“Io sono zero” e la narrazione distopica
Quando mi occupavo di letteratura contemporanea cominciai a lavorare sul tema della catastrofe quale tema dell’epoca postmoderna, la nostra, per eccellenza.
All’epoca ignoravo la ricchezza straordinaria della letteratura per adolescenti e giovani adulti e non mi resi affatto conto che invece proprio in questo contesto il tema della catastrofe trova forse la sua più piena poeticizzazione. Ma non nel senso in cui lo intendevo io, ovvero nel senso diciamo della pulsione all’autoeliminazione derivata dalla componente nucleare, dalla potenzialità autodistruttiva. Bensì nel senso della messa in crisi del soggetto in maniera estremamente più forte che nel Novecento. La messa in crisi dell’identità tanto da parte del mondo esterno quanto, ed ancora di più, da parte dell’interiorità.
Nella letteratura per ragazzi lo scacco all’identità che non si riconosce in se stessa è sempre al centro ed in questo l’elemento fantascientifico o almeno l’elemento tecnologico gioca un ruolo imprescindibile.
Il tema del futuro distopico (ovvero opposto ad una visione utopica), ma anche del presente distopico, schiaccia l’individuo in formazione, l’adolescente, non l’umanità intera ed in questo senso mi pare apra una prospettiva diversa ed interessante, anche da un punto di vista metanarrativo, rispetto all’indagine del postmoderno e della catastrofe che ci trascina.
Questa lunga premessa un po’ teorica per dire che estremamente mi ha colpito un romanzo per ragazzi che ho letto da poco: Io sono zero di Luigi Ballerini, Il Castoro.
Questo romanzo mette in scena una narrazione distopica in cui non ci salva nemmeno lo spostamento verso il futuro, siamo in un presente in cui una scrittura praticamente perfetta ci introduce poco per volta.
Zero è un ragazzo che, lo scopriamo con angoscia nel procedere della narrazione, rapito da neonato è stato, insieme ad altro 14 bambini, addestrato ad essere un soldato cibernetico in assoluta assenza di contatto umano. Nessun essere umano si avvicina, una mano guida, attorno solo schermi e pareti. Temperatura costante, luci perfette, ogni minuto organizzato, dieta calibrata, un manuale per tutto e, assoluta abolizione delle emozioni.
Zero ignora l’esistenza di altri esseri umani ed è per questo che il giorno in cui, a causa di un black out, involontariamente imbocca la porta sbagliata ed esce dalla sua prigione ed incontra una donna che lo salva dall’assideramento, tutto crolla.
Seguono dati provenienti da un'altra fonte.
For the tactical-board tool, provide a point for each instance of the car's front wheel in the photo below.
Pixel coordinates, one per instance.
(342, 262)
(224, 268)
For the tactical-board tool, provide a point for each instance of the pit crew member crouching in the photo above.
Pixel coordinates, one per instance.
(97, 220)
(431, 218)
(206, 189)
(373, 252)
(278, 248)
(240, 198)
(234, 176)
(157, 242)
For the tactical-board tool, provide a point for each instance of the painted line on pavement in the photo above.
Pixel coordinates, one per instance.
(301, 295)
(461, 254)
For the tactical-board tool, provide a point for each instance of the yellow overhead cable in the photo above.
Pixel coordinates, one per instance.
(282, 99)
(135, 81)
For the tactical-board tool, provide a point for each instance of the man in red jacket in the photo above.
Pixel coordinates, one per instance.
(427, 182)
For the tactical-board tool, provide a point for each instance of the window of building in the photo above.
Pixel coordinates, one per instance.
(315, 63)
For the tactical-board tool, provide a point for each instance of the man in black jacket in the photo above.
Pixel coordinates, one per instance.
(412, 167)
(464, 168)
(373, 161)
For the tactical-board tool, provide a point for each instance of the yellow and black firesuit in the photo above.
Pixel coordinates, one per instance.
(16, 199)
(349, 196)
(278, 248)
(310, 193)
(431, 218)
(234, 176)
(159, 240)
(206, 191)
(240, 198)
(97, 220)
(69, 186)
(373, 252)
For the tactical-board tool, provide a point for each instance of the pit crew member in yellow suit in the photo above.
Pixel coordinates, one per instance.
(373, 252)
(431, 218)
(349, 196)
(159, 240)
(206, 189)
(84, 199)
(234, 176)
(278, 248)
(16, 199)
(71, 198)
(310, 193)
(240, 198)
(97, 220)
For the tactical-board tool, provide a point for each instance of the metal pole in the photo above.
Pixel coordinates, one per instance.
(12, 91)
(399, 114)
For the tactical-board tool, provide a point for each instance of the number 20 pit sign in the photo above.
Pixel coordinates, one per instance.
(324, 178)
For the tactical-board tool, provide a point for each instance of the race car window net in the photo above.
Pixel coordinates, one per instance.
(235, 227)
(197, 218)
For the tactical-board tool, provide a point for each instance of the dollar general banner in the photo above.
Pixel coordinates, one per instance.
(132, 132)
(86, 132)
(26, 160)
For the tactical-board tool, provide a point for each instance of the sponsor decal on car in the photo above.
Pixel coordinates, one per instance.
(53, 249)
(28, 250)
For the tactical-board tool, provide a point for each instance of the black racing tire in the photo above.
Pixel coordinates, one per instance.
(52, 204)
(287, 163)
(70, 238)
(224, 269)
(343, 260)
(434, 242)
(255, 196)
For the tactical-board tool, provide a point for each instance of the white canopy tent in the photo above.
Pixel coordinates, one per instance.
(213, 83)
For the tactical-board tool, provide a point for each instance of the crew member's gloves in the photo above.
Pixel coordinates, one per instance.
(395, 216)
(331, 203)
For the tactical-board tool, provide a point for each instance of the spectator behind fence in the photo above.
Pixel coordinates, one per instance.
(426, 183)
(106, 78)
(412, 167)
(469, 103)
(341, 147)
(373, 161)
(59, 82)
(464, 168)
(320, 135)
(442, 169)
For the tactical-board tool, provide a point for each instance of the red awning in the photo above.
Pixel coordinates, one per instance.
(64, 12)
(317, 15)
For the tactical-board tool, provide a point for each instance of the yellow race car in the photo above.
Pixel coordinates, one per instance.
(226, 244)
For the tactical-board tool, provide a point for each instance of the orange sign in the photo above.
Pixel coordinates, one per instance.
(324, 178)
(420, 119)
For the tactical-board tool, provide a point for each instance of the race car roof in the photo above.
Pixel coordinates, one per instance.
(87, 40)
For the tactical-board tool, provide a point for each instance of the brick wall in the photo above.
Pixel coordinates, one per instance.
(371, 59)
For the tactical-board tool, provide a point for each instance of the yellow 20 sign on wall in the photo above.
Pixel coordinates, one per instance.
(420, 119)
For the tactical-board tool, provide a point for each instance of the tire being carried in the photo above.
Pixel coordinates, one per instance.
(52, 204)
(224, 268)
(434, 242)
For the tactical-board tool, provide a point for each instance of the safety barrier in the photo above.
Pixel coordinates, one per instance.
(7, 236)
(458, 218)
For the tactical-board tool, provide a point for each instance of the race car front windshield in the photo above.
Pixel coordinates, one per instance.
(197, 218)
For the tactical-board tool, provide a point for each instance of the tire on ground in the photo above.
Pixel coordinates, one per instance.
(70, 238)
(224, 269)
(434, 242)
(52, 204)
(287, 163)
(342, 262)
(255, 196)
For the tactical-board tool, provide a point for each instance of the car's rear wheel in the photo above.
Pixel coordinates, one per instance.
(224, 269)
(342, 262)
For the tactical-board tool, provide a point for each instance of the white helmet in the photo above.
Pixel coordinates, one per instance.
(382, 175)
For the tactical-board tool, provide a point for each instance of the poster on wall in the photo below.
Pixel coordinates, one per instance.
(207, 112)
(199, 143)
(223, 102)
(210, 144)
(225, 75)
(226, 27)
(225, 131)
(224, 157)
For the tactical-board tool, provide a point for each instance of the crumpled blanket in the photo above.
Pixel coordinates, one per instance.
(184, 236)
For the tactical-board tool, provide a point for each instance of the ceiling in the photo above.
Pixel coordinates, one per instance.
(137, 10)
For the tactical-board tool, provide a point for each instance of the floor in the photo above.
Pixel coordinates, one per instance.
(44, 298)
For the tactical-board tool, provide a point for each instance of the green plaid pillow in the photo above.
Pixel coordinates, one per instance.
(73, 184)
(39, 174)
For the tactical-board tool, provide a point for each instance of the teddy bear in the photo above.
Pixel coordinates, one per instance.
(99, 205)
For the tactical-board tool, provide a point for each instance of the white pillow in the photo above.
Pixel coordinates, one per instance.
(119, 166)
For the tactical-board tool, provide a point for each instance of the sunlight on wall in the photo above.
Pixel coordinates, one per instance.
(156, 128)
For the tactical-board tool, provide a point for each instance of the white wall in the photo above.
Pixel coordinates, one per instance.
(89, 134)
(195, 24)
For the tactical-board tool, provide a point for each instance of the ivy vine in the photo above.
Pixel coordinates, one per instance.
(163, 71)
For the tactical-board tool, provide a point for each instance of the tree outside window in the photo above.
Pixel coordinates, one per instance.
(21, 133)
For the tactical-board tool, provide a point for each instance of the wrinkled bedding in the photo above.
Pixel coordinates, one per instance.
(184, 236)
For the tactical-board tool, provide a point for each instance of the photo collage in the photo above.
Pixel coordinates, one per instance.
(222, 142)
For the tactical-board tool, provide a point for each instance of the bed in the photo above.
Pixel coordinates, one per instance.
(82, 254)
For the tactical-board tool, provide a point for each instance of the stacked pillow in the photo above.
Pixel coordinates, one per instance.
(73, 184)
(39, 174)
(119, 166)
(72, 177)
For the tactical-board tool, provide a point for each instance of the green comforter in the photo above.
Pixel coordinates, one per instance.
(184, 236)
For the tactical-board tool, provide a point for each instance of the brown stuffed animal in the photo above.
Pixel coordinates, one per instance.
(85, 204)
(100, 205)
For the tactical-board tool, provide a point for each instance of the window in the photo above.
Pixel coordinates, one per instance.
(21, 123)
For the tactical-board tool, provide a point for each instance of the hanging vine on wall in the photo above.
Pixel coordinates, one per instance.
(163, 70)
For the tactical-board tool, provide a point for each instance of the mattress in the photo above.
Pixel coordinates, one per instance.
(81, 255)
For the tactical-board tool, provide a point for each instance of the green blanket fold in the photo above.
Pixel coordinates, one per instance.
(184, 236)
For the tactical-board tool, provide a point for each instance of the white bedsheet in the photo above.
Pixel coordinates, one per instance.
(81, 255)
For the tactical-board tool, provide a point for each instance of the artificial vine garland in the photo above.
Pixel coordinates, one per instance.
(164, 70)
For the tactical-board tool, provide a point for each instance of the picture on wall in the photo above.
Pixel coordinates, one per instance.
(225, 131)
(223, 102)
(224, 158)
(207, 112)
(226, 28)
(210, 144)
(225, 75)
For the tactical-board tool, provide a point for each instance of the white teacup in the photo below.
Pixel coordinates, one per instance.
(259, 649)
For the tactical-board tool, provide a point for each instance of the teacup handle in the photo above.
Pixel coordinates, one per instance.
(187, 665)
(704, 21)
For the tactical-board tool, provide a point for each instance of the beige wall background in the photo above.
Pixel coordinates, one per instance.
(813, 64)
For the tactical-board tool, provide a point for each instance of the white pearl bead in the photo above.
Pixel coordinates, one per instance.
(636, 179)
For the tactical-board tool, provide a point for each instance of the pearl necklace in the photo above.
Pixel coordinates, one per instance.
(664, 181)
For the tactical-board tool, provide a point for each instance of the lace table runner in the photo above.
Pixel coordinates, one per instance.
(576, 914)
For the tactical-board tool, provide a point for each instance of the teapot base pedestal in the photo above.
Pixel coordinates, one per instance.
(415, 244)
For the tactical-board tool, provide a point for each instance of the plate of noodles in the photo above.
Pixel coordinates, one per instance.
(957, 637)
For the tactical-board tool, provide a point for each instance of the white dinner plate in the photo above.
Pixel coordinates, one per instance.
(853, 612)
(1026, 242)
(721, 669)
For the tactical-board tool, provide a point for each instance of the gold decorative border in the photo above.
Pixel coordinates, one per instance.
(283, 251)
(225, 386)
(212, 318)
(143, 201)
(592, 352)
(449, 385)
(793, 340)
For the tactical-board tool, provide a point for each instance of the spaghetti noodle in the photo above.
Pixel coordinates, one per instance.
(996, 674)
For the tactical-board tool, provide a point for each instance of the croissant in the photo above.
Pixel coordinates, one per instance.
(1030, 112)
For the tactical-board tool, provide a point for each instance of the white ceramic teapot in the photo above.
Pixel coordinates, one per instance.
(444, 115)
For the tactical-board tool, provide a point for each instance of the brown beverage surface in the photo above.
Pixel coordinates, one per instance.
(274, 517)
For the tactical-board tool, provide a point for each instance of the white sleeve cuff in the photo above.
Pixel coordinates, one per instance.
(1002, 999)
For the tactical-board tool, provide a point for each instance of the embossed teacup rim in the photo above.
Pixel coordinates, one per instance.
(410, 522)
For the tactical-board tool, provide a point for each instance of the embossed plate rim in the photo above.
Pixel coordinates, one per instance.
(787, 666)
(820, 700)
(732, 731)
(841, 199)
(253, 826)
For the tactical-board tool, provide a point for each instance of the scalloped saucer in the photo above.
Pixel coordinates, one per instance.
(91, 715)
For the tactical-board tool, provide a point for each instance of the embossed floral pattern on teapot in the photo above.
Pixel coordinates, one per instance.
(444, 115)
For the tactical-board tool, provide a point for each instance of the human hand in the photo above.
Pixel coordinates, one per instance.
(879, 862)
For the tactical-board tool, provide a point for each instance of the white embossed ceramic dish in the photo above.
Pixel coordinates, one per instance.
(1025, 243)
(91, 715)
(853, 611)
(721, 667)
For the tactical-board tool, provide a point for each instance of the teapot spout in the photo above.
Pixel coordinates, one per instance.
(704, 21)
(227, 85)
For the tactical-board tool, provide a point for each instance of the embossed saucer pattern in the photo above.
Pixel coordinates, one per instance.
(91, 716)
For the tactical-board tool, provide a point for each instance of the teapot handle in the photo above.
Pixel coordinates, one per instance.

Un’intera esistenza si squassa nello scoprire, piano piano, con diffidenza, dolore e terrore, che davvero non si è esistiti fino a quel momento. Essere zero è ciò che Zero arriva a comprendere proprio nel momento in cui smette di esserlo. Da zero a qualcuno. Da zero a uno, una prospettiva digitale che perfettamente ci sta con il contesto narrativo e al tempo stesso con la formula del riconoscimento identitario.
Il tutto si intreccia con una storia di spionaggio internazionale pazzesca per cui al lieto fine per Zero si congiunge quello per una buona parte di umanità.
L’effetto della narrazione è potente e reso da una perfetta costruzione narrativa molto complessa: l’intero romanzo è scritto in prima persona ma su due registri che si sovrappongono senza soluzione di continuità. La prima persona del ragazzo con il suo punto di vista specialissimo, e la prima persona della protagonista, la pediatra che lo salva.
Due punti di vista opposti in cui il lettore però si identifica di volta in volta e, per un buon tratto, non comprendendo perfettamente cosa accade. Non è semplice identificarsi con un ragazzino che non ha mai visto un essere umano, mai parlato con nessuno…Ma questo è il potere della narrazione con narratore interno a focalizzazione interna
Una fantasia che però è intrinseca in buona parte delle inquietudini dell’adolescenza, proprio in quel momento in cui tra l’essere infanzia (1) e l’essere adulto (1) c’è lo zero assoluto. O almeno sembra che ci sia.
Come vorrei chi lavora con gli adolescenti leggesse libri come questi, oltre a Manzoni e allo Stilnovo, non al posto di ma insieme, oltre, per conoscere la storia della letteratura ma anche la vita della letteratura e, perchè no, la vita dei ragazzi. Anche di questo credo parleremo il 14 ottobre con gli specialisti di Hamelin al corso dedicato alla letteratura young adult.